По возрасту — нет, но я положила руку на стол и откинула голову назад, чувствуя легкое потягивание, когда он стал заканчивать работу, начатую его детьми. Я тяжело вздохнула, и Дженкс спросил:
— А теперь что? — необычно грубоватым тоном, чтобы скрыть смущение, что он возится с моими волосами. Звук его крыльев был мне приятен, и слышался запах дубовых листьев и дикой моркови.
Мой взгляд сам робой упал на опустевшее место Айви, и звук крыльев Дженкса стал ниже.
— Ты хочешь ее оттуда вытащить? — спросил он тихо.

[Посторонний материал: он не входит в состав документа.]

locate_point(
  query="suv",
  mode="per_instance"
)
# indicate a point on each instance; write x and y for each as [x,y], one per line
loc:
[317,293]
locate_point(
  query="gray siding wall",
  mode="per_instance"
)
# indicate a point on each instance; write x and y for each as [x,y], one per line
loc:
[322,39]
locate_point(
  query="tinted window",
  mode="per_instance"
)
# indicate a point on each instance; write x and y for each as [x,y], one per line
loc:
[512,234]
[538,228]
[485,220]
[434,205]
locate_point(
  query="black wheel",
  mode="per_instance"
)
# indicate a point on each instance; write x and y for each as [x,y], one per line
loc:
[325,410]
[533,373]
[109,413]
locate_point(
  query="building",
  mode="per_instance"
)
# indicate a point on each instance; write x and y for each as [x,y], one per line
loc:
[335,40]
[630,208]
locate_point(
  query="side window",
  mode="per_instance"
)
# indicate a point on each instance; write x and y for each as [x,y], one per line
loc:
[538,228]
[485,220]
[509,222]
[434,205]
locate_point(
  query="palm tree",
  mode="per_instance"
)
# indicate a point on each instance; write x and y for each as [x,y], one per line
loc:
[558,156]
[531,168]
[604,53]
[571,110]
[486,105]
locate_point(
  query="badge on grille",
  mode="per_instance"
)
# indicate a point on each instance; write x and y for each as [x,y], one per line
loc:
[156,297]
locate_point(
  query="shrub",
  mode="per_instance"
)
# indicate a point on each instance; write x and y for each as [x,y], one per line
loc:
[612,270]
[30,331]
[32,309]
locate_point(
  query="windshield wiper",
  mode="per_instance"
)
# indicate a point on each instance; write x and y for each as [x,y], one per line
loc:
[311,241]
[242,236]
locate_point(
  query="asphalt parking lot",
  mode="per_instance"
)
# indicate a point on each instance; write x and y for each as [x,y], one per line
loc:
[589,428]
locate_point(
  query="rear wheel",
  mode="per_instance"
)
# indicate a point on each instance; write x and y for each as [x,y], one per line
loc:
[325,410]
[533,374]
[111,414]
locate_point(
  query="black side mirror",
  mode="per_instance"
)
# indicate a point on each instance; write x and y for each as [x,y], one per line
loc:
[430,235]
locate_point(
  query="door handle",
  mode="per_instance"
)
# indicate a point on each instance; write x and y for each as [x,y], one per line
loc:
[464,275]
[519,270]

Он уже дошел до кончиков волос, и я медленно подалась вперед, положив голову на скрещенные руки.
— Я за нее беспокоюсь, Дженкс.
Он неопределенно хмыкнул;
— Ну, хотя бы ты знаешь, что она не из-за тебя сбежала. Не из-за того, что ты Кистена укусила.
— Надеюсь, — ответила я, и теплота моего дыхания вернулась ко мне от старого дерева столешницы.
Он потянул последний раз, взлетел и сел на стол передо мной. Я выпрямилась, ощущая тяжелый вес косы. Миниатюрное лицо Дженкса скривилось:
— Она может не захотеть уходить от Пискари.
Я подняла руку и уронила ее досадливым жестом:
— И потому предлагаешь мне там ее оставить?
Дженкс с усталым видом сел по-турецки рядом с забытой чашкой кофе.
— Мне это тоже не нравится, но этот вампир — ее мастер, тот, кто ее защищает.
— И вывихивает ей мозги. — Я потерла ноготь, заглаживая царапинку, пока лак не застыл до конца.
— Ты думаешь, у тебя хватит сил ее защитить? Против неживого мастера-вампира?
Я вспомнила наш разговор с Кизли в саду.
—Нет, — прошептала я и посмотрел на часы.
Куда, к черту, запропастился Гленн?
Крылья Дженкса слились в прозрачный круг, он взлетел на четыре дюйма, все еще сидя по-турецки.